Montauban. Fausses pubs, mais vrai escroc: 80 commerces, artisans et associations victimes

Faits divers France

by Nouvel Ordre Mondial 9 Views comments


C’est une escroquerie de vente de fausses pubs bien rôdée qu’un Montalbanais de 67 ans avait mise en place depuis quatre ans. Ce sont plus de 80 victimes - commerces, artisans, associations et agriculteurs de quatre départements - qui se sont constituées parties civiles. Le total du préjudice a été estimé à 80 000 €.

Une nouvelle fois absent à l’audience, Michel B., un Montalbanais de 67 ans, poursuivi pour une vaste escroquerie, aura tout prétexté pour ne pas se présenter face à ses victimes. « Il a été opéré de la hanche en septembre, et d’une cataracte le mois dernier », explique son avocate commis d’office, Me Émilie Leibovitch qui, bien ennuyée par les explications livrées par son client, demande un nouveau renvoi de l’affaire. Le président Philippe Colson, ne voyant pas d’obstacle au jugement, le refuse. Dans la salle, la nouvelle est accueillie avec soulagement par les parties civiles déjà venues pour rien en juin dernier.

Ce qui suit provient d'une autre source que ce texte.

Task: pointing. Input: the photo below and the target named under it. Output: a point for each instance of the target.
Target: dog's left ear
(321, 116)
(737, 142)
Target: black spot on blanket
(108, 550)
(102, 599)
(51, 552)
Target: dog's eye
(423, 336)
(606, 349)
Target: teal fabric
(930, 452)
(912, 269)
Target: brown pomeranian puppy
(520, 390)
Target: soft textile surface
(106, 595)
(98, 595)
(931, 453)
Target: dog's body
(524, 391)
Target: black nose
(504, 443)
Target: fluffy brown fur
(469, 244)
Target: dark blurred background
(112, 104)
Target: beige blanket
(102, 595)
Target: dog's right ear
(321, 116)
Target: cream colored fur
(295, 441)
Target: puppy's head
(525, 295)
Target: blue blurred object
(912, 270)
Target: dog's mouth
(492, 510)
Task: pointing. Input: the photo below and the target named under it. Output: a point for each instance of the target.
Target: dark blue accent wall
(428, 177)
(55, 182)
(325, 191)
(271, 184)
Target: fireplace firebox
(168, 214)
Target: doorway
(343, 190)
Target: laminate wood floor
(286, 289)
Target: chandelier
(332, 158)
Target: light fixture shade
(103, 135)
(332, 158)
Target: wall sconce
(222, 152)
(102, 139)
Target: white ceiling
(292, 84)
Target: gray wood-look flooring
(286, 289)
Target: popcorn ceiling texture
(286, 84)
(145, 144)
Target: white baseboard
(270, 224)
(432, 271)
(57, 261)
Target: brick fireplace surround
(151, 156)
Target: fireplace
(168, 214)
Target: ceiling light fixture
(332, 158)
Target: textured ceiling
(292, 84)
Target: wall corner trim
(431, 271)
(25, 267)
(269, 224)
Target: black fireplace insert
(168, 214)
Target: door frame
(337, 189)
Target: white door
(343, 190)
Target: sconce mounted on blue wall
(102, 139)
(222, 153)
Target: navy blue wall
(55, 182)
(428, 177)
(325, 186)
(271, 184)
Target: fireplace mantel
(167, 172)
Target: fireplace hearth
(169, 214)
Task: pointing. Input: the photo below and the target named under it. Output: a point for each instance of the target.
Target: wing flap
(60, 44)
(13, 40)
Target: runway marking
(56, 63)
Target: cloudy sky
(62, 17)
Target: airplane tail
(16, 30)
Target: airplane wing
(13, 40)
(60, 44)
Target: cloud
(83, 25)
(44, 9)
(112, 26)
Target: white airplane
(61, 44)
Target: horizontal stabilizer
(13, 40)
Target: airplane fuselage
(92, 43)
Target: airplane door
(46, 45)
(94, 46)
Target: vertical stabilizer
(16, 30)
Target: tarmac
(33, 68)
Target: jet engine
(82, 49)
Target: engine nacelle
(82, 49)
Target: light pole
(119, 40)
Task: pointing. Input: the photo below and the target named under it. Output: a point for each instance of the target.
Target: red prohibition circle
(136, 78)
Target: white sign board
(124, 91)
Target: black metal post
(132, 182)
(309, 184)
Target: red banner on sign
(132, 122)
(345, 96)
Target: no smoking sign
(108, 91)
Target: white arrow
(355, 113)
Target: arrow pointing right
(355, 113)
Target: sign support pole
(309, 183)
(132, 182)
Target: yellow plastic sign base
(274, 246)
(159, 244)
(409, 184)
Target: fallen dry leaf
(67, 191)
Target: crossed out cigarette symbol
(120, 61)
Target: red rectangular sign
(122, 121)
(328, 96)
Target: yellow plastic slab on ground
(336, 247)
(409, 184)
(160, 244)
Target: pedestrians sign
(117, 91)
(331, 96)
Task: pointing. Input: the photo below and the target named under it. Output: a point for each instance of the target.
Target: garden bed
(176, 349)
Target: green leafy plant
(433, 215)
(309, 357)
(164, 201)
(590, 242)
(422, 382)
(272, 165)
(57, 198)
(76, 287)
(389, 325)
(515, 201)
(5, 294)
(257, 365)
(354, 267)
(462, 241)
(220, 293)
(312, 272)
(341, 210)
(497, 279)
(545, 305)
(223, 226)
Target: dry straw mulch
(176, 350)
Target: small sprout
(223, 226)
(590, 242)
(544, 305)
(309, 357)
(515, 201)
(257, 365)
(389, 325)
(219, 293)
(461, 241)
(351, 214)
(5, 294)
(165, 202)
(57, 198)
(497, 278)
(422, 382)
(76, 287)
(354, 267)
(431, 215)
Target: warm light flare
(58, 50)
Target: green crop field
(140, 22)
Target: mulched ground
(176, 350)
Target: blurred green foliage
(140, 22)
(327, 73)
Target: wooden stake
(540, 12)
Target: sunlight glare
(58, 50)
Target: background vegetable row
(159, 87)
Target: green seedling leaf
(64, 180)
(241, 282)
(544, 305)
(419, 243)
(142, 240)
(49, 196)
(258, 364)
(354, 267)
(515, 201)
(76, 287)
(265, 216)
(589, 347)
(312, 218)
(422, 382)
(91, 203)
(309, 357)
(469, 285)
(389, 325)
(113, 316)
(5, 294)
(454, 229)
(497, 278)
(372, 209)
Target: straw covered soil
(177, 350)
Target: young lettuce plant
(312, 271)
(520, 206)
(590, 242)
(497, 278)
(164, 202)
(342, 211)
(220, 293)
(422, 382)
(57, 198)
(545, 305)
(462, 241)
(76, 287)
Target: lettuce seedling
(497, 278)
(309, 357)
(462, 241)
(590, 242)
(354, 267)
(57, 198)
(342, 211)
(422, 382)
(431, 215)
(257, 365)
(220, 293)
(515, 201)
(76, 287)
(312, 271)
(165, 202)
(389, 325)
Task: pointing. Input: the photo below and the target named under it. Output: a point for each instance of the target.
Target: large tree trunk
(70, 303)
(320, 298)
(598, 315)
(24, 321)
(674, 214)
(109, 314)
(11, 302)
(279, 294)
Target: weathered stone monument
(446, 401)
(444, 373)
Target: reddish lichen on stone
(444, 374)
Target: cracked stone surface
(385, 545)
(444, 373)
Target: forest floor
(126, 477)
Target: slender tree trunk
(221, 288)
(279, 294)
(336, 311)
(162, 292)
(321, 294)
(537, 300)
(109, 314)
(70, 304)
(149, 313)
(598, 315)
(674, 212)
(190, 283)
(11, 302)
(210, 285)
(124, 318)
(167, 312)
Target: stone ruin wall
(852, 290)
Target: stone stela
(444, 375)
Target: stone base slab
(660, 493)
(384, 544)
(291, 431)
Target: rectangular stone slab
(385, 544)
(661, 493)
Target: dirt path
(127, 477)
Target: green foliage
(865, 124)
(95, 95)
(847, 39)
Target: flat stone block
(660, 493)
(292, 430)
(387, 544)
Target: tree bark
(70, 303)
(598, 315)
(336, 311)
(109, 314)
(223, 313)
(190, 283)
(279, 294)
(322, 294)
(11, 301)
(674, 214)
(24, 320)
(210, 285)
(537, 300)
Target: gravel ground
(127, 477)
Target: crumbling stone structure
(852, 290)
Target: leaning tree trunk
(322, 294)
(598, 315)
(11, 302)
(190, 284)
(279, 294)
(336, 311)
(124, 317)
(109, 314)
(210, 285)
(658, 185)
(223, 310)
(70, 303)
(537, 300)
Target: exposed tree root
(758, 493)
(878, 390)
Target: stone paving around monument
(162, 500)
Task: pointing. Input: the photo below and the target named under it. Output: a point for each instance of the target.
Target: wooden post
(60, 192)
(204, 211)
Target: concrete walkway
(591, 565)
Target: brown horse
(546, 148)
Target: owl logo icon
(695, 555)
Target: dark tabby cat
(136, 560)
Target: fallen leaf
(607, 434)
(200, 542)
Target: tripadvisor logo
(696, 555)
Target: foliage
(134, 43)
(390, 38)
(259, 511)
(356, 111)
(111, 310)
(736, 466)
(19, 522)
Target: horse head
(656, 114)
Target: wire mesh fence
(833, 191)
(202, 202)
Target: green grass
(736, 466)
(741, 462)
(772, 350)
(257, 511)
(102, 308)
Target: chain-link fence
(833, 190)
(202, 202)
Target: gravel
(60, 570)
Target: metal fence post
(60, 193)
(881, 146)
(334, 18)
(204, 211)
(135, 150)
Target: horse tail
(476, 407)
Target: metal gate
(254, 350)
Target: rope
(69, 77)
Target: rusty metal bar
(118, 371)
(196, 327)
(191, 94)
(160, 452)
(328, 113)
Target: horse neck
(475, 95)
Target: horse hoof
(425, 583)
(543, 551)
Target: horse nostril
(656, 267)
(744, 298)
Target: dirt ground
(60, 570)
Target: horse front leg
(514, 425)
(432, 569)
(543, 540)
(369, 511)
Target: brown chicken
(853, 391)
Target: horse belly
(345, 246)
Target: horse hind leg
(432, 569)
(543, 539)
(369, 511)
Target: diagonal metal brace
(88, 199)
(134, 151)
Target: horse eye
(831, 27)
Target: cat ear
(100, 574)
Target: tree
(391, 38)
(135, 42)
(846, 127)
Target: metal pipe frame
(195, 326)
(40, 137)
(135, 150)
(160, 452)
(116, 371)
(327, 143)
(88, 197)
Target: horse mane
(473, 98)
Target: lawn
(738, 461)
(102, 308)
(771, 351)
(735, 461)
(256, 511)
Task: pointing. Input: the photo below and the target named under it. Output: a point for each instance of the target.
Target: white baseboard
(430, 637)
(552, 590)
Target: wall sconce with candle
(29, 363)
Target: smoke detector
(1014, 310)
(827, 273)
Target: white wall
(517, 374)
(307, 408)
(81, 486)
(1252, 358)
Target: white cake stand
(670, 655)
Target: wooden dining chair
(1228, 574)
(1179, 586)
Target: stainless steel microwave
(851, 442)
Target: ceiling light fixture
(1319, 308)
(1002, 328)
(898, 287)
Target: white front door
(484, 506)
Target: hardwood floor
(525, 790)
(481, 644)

«Les faits sont simples, rappelle le juge. Entre 2013 et 2016, le prévenu qui avait une entreprise de fabrication et de distribution de prospectus publicitaires a trompé ses clients».

Après avoir écumé le Tarn-et-Garonne, Michel B. n’a pas hésité à prospecter les commerçants, artisans, associations et même des agriculteurs du Lot, du Lot-et-Garonne et de Haute-Garonne. Endossant les chèques des commandes, le sexagénaire use d’un mode opératoire chevronné. «Il effectuait partiellement la commande en diffusant quelques flyers dans la zone du client, le reste n’était pas imprimé, ou partait à la benne», atteste le président rappelant que sur les 182 clients répertoriés par les gendarmes, 88 ont déposé plainte.

«La société a perdu 30 000 € de chiffre d’affaires»

Dans le même temps, le prévenu, qui confond son compte personnel avec celui de son entreprise, encaisse des dizaines de milliers d’euros. « Mon client lui avait commandé 30 000 flyers pour une diffusion sur le Lot et le Lot-et-Garonne, ces derniers ont été retrouvés dans une benne », assure l’avocate cadurcienne d’une société de vente de cheminées et poêles qui plaide en plus de la perte matérielle, la perte de chance. «La société a connu un manque à gagner de 30 000 € de son chiffre d’affaires», assure-t-elle, comme sa consœur Me Élodie Monnet qui défend les intérêts d’une jeune société de massage également victime du même procédé.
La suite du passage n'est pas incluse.